Irrwisch eilt durch den urbanen Dschungel
Rudresh Mahanthappa und seine Band ließen das Publikum völlig geschafft zurück.
Krefeld. Seine Band "Codebook" sorgte 2008 für den Höhepunkt des Jazzfestivals auf Burg Linn, nun hat der Jazzklub den indischstämmigen New Yorker Rudresh Mahanthappa ein weiteres Mal nach Krefeld gelockt. Im Jazzkeller eroberte er mit seinem Quartett das Publikum im Sturm.
In der Kritikerumfrage des Fachblatts Downbeat wurde Mahanthappa gerade in der Kategorie "Rising Stars" zum besten Altsaxophonisten gekürt, darüber hinaus zum besten Jazzmusiker überhaupt. Das sind in der Jazzszene höchste Weihen.
Kaum überschaubare Langformen trotz wiederkehrender Akzente, unübliche Taktarten und deren Mischung, modales Improvisieren - das kennzeichnete schon Mahanthappas Auftritt in Linn. Das aktuelle Quartett ist komplett neu besetzt. E-Gitarrist David Gilmore ist der zweite Solist, Rich Brown am E-Bass und Damion Reid am Schlagzeug bilden eine Rhythmusgruppe, die das Zuhören nicht leichter macht, die Musik aber noch unwiderstehlicher.
Brown ist für die oft ostinaten Bassläufe zuständig, die aufgrund ihrer verqueren Rhythmik keinen Anfang und kein Ende zu haben scheinen. Reid ist trotz seiner jungen Jahre ein Drummer, der über die Technik eines Meisters verfügt. Seine Grooves mäandern pulshaft durch die Musik. Klare Taktschwerpunkte sind kaum noch auszumachen.
Drummer wie er leisten in der Fusionrhythmik heute das, was einst Elvin Jones in den 60er Jahren für die Swingrhythmik erreichte: Das Spiel des Schlagzeugers wird befreit von der Markierung des Rhythmus’ und geht als eigene Stimme in der Musik auf.

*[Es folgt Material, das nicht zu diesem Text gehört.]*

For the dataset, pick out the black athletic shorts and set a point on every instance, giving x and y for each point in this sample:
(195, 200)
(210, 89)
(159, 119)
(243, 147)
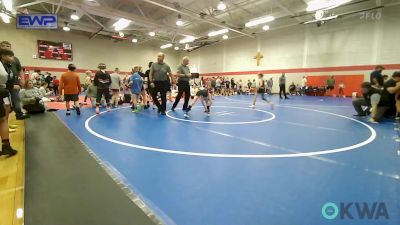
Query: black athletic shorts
(2, 111)
(261, 90)
(203, 93)
(71, 97)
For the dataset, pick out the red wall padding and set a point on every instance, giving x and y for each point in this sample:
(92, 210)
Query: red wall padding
(352, 83)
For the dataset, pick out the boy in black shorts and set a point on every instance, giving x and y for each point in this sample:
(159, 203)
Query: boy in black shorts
(206, 100)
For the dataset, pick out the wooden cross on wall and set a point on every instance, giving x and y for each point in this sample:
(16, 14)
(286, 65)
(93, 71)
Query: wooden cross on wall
(258, 57)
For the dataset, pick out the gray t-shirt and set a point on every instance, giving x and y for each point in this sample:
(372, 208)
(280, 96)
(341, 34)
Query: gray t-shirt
(115, 81)
(184, 70)
(160, 71)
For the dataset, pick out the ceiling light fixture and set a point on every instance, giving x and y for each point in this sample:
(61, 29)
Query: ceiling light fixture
(187, 39)
(7, 4)
(75, 16)
(265, 27)
(5, 18)
(179, 22)
(259, 21)
(121, 24)
(218, 32)
(66, 27)
(169, 45)
(324, 4)
(221, 5)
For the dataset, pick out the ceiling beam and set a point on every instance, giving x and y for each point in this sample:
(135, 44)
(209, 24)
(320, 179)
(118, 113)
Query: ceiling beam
(218, 24)
(58, 6)
(115, 14)
(286, 9)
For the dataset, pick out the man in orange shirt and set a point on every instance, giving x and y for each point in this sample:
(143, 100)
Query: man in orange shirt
(71, 85)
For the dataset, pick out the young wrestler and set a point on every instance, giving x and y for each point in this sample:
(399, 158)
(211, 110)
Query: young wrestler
(206, 99)
(136, 84)
(102, 80)
(260, 90)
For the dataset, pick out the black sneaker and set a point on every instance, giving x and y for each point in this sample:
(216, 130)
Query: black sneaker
(78, 111)
(7, 150)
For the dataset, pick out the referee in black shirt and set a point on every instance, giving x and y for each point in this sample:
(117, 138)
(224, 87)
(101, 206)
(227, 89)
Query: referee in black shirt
(184, 76)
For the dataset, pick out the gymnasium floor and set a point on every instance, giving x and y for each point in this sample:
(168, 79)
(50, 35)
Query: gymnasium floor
(248, 167)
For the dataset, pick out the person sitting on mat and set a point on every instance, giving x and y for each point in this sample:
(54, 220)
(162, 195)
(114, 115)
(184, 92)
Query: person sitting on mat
(389, 98)
(206, 99)
(6, 59)
(46, 94)
(31, 99)
(363, 105)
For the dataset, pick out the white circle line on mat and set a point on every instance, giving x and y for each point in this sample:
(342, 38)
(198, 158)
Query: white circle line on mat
(227, 123)
(216, 155)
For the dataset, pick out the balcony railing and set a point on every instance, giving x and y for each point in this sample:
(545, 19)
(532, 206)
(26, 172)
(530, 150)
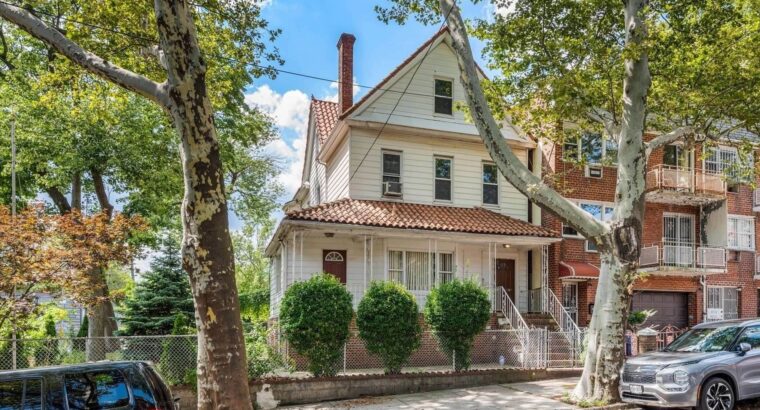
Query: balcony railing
(703, 186)
(683, 256)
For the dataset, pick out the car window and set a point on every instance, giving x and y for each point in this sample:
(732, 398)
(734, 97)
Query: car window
(750, 335)
(704, 340)
(96, 390)
(25, 394)
(141, 390)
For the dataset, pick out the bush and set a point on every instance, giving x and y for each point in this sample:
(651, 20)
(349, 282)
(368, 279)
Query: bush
(179, 356)
(457, 311)
(262, 358)
(388, 321)
(314, 317)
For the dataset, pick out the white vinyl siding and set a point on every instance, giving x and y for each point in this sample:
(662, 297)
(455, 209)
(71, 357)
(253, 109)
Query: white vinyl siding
(418, 173)
(741, 233)
(337, 174)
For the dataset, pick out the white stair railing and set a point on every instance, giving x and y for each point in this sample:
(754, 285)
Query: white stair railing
(566, 323)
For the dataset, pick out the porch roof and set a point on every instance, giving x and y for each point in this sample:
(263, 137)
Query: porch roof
(402, 215)
(569, 270)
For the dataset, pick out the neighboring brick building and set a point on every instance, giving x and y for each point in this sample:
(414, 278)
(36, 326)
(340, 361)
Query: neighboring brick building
(698, 257)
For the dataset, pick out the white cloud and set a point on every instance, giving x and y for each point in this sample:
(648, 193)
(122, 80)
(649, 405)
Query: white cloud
(290, 112)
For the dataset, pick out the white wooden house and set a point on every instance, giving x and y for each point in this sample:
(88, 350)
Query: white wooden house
(413, 196)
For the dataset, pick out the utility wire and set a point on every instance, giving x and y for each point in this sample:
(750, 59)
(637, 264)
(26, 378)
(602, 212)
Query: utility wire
(374, 140)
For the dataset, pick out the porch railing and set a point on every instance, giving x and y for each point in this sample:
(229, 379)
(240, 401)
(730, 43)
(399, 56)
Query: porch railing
(535, 300)
(566, 323)
(668, 177)
(503, 303)
(683, 255)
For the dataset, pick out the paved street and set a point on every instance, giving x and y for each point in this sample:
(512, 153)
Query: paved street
(533, 395)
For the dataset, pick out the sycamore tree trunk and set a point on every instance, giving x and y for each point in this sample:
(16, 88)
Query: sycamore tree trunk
(619, 241)
(206, 244)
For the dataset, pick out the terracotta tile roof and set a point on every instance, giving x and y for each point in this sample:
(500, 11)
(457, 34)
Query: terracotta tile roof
(325, 116)
(418, 216)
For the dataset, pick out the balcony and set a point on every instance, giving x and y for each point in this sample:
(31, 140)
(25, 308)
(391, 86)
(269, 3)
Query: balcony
(678, 258)
(683, 186)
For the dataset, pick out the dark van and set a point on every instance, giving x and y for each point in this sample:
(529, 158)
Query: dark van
(100, 385)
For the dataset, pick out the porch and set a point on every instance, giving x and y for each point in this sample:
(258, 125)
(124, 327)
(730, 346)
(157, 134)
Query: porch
(513, 270)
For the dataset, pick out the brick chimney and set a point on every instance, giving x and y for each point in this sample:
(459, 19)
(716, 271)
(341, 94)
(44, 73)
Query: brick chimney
(346, 71)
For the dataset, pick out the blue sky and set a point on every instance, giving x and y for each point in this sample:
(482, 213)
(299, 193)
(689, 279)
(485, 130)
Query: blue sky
(310, 31)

Atmosphärisch erinnerte so manches Stück an die frühen Fusionaufnahmen von Miles Davis. Nur, dass Mahanthappa und seine Irrwischkollegen alles mindestens doppelt so schnell spielen, ihre Stimmen unglaublich komplex verflechten und trotz aller Leichtigkeit, mit der sie den von ihnen selbst kreierten urbanen Dschungel durcheilen, mit einer wie entfesselten Expressivität das Publikum bestürmen. Man verlässt den Keller völlig geschafft und dennoch zufrieden.